LoqiIt looks like we don't have a page for "problems, outside it not being guaranteed to run with the set frequency" yet. Would you like to create it? https://indiewebcamp.com/s/10BG
aaronpkthat's actually an interesting point, since the default async method is wp-cron being triggered by visitors, you're actually giving people a worse default than having the webmention request process it synchronously
aaronpkbest option of course is a real cron job to keep all the processing outside of web requests, but if you can't do that, then it might actually be better to have the webmention endpoint do everything itself
petermolnaraaronpk re worst user experience when you're using wp-cron based plugins one might assume it's aimed for environments where system cron triggers wp-cron
snarfedgRegorLove: if your small self-hosted WP site gets hit by, say, a 1kqps webmention DoS, you're going to have a bad time just trying to handle those inbound requests, regardless of whether you process them sync or async
aaronpkattacker makes 100 simultaneous webmention requests with a source URL that will keep the connection open for an arbitrarily long time. now all of a sudden your server is holding 100 connections open and using ram for each.
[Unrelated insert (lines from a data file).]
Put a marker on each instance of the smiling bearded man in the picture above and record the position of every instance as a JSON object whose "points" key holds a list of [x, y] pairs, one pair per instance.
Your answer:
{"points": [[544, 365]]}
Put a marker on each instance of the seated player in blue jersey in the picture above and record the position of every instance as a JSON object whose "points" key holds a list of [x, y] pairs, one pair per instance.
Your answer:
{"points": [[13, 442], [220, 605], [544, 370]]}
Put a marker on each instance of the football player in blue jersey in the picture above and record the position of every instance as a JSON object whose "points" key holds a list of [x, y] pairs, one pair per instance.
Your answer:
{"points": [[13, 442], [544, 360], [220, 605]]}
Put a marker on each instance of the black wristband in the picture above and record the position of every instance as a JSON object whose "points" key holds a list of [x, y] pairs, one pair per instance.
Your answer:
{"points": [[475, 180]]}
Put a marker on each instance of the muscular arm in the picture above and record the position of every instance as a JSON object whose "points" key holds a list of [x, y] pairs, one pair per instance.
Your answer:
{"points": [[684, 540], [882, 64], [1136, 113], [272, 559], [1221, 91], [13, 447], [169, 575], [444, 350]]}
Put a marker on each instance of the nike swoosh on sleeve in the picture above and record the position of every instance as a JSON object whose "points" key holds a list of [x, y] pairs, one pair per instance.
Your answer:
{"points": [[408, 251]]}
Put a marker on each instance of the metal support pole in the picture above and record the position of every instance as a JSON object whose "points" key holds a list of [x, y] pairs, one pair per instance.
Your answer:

snarfedanyway. it's complicated. as usual, when in doubt, follow occam's razor, do the simplest thing until if/when you know there's a real problem to address
gRegorLoveDepending on the async delay, those 100 requests may not all hit the end target though, right? Which I guess falls under "somewhat mitigates" not prevent.
LoqigRegorLove meant to say: Depending on the async delay, those 100 requests may not all hit the end target at the same time though, right? Which I guess falls under "somewhat mitigates" not prevent.
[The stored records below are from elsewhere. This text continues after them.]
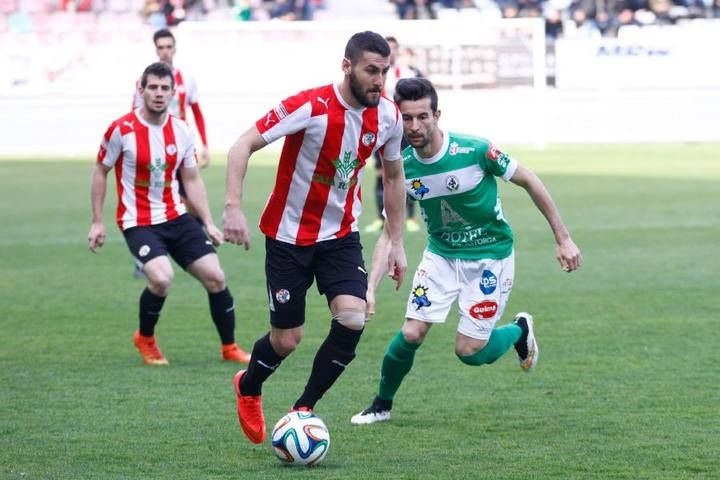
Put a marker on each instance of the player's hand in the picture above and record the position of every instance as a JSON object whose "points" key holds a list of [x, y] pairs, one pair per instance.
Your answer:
{"points": [[568, 255], [96, 237], [204, 158], [235, 227], [214, 234], [370, 303], [397, 264]]}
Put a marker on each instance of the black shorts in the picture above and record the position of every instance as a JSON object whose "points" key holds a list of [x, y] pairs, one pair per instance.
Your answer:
{"points": [[182, 238], [336, 265]]}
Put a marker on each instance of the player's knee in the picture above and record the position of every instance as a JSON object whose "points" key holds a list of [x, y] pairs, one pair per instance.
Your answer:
{"points": [[352, 319], [160, 282], [468, 349], [285, 343], [215, 281], [413, 335]]}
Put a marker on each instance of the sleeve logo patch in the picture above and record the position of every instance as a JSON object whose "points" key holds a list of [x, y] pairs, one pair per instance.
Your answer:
{"points": [[493, 153]]}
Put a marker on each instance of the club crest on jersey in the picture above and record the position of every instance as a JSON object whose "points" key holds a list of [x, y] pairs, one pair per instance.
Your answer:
{"points": [[158, 167], [282, 296], [420, 297], [419, 188], [455, 149], [368, 139], [344, 169]]}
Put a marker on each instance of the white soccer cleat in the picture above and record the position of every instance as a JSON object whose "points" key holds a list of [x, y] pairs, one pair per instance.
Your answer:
{"points": [[526, 348], [373, 414]]}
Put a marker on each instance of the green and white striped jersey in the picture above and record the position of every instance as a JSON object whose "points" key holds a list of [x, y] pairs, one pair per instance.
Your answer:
{"points": [[458, 197]]}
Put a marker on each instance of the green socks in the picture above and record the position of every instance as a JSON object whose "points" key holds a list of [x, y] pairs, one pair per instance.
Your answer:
{"points": [[397, 362], [500, 342]]}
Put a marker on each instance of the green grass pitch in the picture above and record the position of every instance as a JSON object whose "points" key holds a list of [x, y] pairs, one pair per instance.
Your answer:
{"points": [[626, 386]]}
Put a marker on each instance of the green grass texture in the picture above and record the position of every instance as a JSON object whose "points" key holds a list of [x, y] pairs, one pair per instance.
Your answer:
{"points": [[626, 386]]}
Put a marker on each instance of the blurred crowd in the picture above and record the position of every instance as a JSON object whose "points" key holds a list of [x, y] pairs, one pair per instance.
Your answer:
{"points": [[576, 18], [563, 18]]}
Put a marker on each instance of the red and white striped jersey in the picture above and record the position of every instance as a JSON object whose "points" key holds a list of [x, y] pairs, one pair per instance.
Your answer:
{"points": [[185, 95], [146, 158], [317, 193]]}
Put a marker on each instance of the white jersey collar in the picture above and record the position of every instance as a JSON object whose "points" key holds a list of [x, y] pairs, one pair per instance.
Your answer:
{"points": [[437, 156]]}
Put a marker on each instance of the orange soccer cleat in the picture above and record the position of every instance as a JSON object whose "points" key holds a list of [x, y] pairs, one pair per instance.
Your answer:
{"points": [[250, 412], [149, 350], [233, 353]]}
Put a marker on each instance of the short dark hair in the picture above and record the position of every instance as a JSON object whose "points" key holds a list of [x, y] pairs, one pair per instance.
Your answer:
{"points": [[366, 41], [416, 89], [163, 33], [160, 70]]}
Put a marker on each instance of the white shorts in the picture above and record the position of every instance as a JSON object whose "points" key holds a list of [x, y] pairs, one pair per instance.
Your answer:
{"points": [[482, 288]]}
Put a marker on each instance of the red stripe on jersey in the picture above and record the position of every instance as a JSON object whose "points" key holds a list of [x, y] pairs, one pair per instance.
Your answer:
{"points": [[102, 151], [171, 164], [272, 216], [180, 88], [317, 197], [142, 174], [118, 177], [369, 126]]}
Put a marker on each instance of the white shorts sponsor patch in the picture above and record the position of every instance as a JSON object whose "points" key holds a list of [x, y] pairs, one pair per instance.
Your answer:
{"points": [[481, 287]]}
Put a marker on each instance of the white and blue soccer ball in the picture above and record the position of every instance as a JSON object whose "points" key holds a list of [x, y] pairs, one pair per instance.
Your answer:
{"points": [[300, 438]]}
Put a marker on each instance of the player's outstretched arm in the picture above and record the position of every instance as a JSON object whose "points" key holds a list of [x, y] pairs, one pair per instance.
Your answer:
{"points": [[197, 197], [204, 153], [566, 252], [235, 226], [394, 201], [378, 268], [98, 187]]}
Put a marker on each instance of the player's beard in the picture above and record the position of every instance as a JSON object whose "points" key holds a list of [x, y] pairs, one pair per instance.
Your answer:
{"points": [[156, 111], [362, 97]]}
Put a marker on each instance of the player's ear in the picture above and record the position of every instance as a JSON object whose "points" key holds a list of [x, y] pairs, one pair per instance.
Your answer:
{"points": [[346, 66]]}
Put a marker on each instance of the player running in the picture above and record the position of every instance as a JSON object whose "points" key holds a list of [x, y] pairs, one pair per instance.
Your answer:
{"points": [[469, 255], [150, 151]]}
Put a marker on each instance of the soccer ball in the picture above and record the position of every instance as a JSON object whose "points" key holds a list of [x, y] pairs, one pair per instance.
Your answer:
{"points": [[300, 438]]}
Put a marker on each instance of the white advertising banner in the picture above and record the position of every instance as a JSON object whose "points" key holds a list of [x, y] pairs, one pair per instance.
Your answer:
{"points": [[681, 56]]}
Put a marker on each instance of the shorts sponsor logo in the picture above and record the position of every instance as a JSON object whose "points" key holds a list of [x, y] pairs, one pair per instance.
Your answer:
{"points": [[418, 188], [420, 297], [102, 152], [488, 282], [282, 296], [368, 139], [483, 310]]}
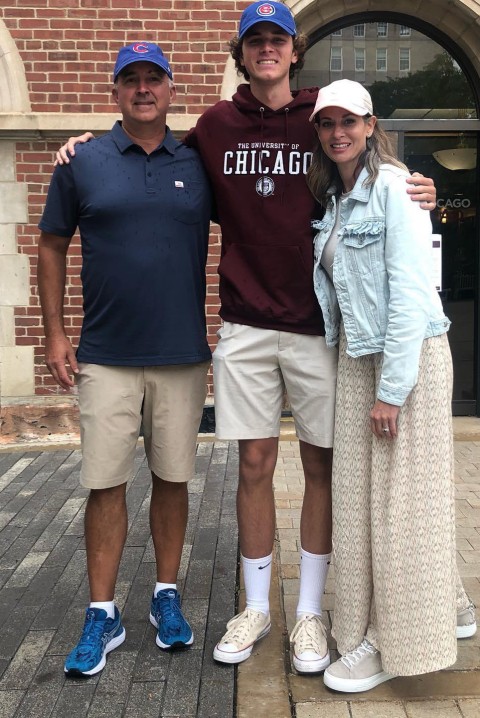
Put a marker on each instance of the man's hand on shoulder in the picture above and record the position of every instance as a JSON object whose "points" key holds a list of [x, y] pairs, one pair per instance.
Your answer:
{"points": [[422, 189], [67, 150]]}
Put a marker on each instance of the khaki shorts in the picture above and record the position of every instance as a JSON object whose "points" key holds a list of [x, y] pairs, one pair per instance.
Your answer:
{"points": [[114, 401], [253, 367]]}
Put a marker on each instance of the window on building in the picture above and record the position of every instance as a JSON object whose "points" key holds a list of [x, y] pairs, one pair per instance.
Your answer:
{"points": [[404, 59], [336, 63], [382, 29], [381, 59], [359, 59]]}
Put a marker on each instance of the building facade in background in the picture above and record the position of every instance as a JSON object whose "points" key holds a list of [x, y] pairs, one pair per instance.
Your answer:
{"points": [[55, 81]]}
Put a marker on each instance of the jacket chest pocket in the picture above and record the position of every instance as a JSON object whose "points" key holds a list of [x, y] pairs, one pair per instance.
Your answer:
{"points": [[364, 246]]}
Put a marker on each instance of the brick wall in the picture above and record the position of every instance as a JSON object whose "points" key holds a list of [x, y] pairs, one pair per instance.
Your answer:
{"points": [[68, 49]]}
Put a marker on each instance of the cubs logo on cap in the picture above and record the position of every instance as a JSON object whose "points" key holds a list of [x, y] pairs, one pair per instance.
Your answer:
{"points": [[265, 10], [140, 47], [275, 12], [146, 51]]}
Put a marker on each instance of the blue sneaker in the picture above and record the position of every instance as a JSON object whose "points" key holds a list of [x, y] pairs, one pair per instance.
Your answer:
{"points": [[166, 615], [100, 636]]}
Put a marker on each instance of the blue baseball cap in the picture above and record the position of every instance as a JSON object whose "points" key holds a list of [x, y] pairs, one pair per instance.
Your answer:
{"points": [[146, 51], [275, 12]]}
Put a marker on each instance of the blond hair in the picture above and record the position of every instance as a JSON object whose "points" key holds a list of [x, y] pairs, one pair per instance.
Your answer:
{"points": [[323, 172]]}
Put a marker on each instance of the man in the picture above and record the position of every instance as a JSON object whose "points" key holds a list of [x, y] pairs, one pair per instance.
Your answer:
{"points": [[142, 203], [256, 150]]}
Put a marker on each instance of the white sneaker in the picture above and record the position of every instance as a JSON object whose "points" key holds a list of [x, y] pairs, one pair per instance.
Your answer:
{"points": [[243, 631], [359, 670], [466, 622], [309, 644]]}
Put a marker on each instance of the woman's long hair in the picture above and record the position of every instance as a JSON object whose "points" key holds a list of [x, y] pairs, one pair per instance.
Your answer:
{"points": [[323, 172]]}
petermolnaraaronpk I've seen a small spike in nginx requests, but to be honest, with all the iptables and nginx limits in place, I'm surprised it's even visible
petermolnarthe wp-webmentions-again you were hitting checks for valid url source, valid url target & maps the target url to a post id; if all these pass, it pushes it to the queue
tantekfavorite quotes is a feature of some silo profiles (like Facebook), where a user can add quotes that resonates particularly strongly with them or are self-describing.
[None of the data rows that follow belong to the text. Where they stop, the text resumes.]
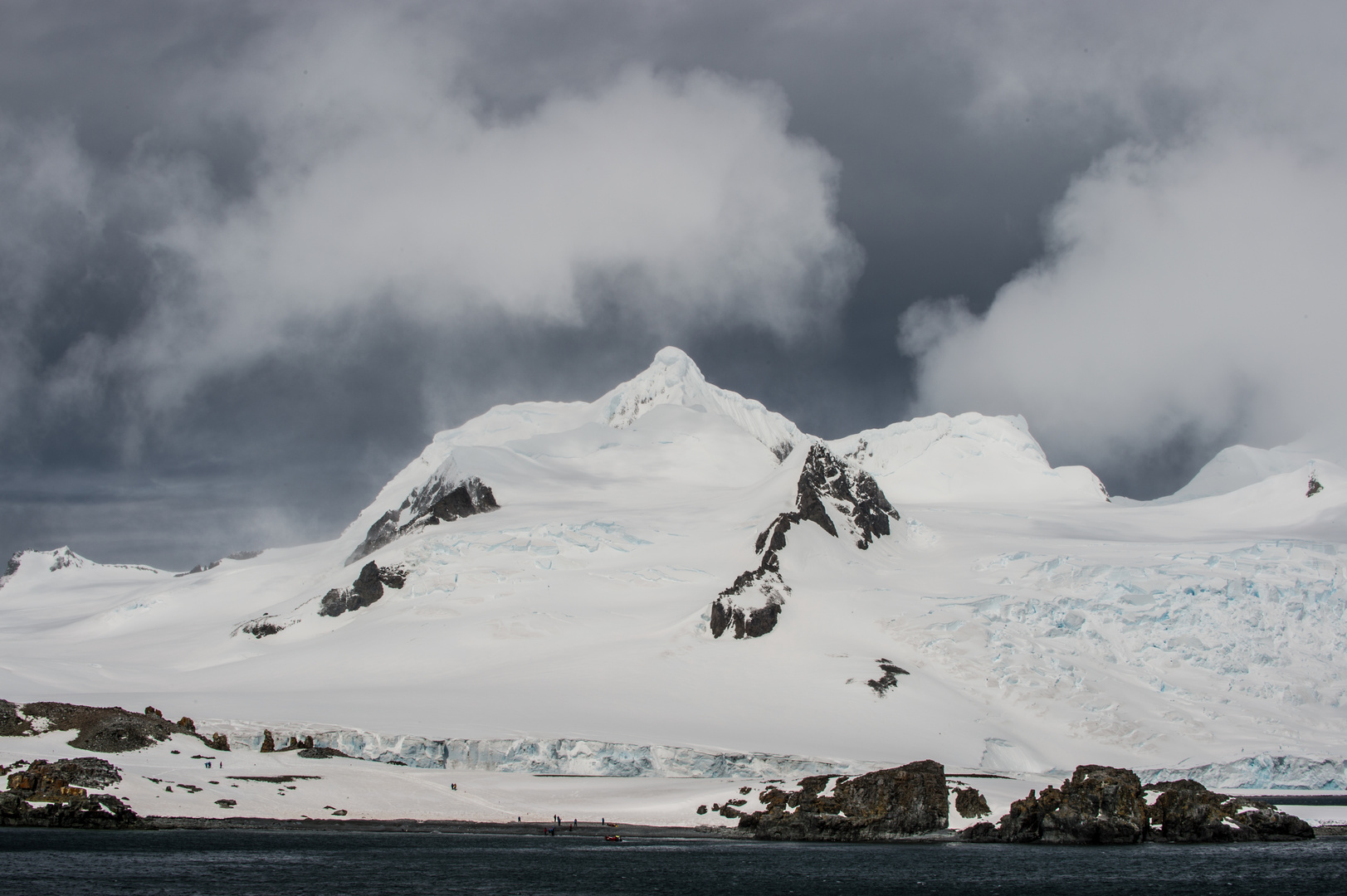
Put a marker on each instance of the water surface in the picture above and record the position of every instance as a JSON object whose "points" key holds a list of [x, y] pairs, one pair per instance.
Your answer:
{"points": [[36, 863]]}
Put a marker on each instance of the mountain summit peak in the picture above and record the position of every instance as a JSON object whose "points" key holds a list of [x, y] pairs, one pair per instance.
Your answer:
{"points": [[672, 377]]}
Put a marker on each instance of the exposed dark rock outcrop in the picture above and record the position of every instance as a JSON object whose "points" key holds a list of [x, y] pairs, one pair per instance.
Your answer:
{"points": [[43, 777], [970, 803], [99, 810], [441, 500], [367, 589], [886, 805], [826, 481], [11, 567], [321, 752], [889, 678], [1101, 805], [62, 783], [1096, 805], [1187, 813], [264, 626], [103, 729]]}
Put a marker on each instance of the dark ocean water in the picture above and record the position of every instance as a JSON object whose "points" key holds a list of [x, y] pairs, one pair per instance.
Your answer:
{"points": [[333, 864]]}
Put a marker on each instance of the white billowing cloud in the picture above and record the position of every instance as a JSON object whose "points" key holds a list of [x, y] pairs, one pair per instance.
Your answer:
{"points": [[1191, 291], [380, 183]]}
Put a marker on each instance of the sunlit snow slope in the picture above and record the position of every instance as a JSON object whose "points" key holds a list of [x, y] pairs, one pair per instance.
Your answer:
{"points": [[1039, 624]]}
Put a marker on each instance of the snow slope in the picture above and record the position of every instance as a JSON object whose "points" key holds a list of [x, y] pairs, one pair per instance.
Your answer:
{"points": [[1039, 624]]}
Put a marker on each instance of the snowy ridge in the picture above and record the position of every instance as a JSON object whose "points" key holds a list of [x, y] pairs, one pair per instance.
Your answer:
{"points": [[547, 756], [966, 458], [674, 379]]}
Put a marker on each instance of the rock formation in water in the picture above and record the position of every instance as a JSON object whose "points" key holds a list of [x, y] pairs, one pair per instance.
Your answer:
{"points": [[367, 589], [826, 481], [62, 785], [1096, 805], [886, 805], [970, 803], [1187, 813], [1100, 805]]}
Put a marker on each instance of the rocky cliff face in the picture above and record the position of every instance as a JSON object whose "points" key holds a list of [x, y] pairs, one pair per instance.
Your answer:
{"points": [[62, 786], [886, 805], [101, 729], [1101, 805], [442, 499], [367, 589], [827, 488], [1187, 813]]}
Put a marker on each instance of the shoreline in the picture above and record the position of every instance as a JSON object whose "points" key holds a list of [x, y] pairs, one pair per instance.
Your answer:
{"points": [[539, 829]]}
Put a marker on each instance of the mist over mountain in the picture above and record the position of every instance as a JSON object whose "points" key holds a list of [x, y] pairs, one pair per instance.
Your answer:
{"points": [[252, 258]]}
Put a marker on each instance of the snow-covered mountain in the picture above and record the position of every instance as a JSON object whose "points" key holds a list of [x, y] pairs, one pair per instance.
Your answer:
{"points": [[674, 566]]}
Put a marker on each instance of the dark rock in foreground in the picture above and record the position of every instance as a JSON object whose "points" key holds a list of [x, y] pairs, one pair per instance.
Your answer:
{"points": [[1188, 813], [886, 805], [367, 589], [826, 481], [42, 777], [103, 729], [99, 810], [1101, 805], [62, 786]]}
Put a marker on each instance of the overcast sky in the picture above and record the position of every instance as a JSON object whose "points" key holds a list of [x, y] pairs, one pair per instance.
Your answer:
{"points": [[253, 255]]}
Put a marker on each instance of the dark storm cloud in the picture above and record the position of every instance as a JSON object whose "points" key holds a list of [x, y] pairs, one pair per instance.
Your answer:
{"points": [[178, 380]]}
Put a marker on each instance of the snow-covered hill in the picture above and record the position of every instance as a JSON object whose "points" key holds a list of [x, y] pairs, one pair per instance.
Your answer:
{"points": [[551, 573]]}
LoqiA quotation is a type of post that is primarily a subset of the contents of another post, and often has a citation of that other post https://indiewebcamp.com/quotation
gRegorLoveThe /quotation definition also sounds like it must be a quotation of a post posted at a URL, so quoting something someone said offline wouldn't count?
tantekthe importance of the distinction is demonstrated by the existence of different phenomena in the wild, each deserving of their own documentation, analysis, clustering, and possible reconstruction. See for example [[favorites quotes]] vs [[quotation]] posts.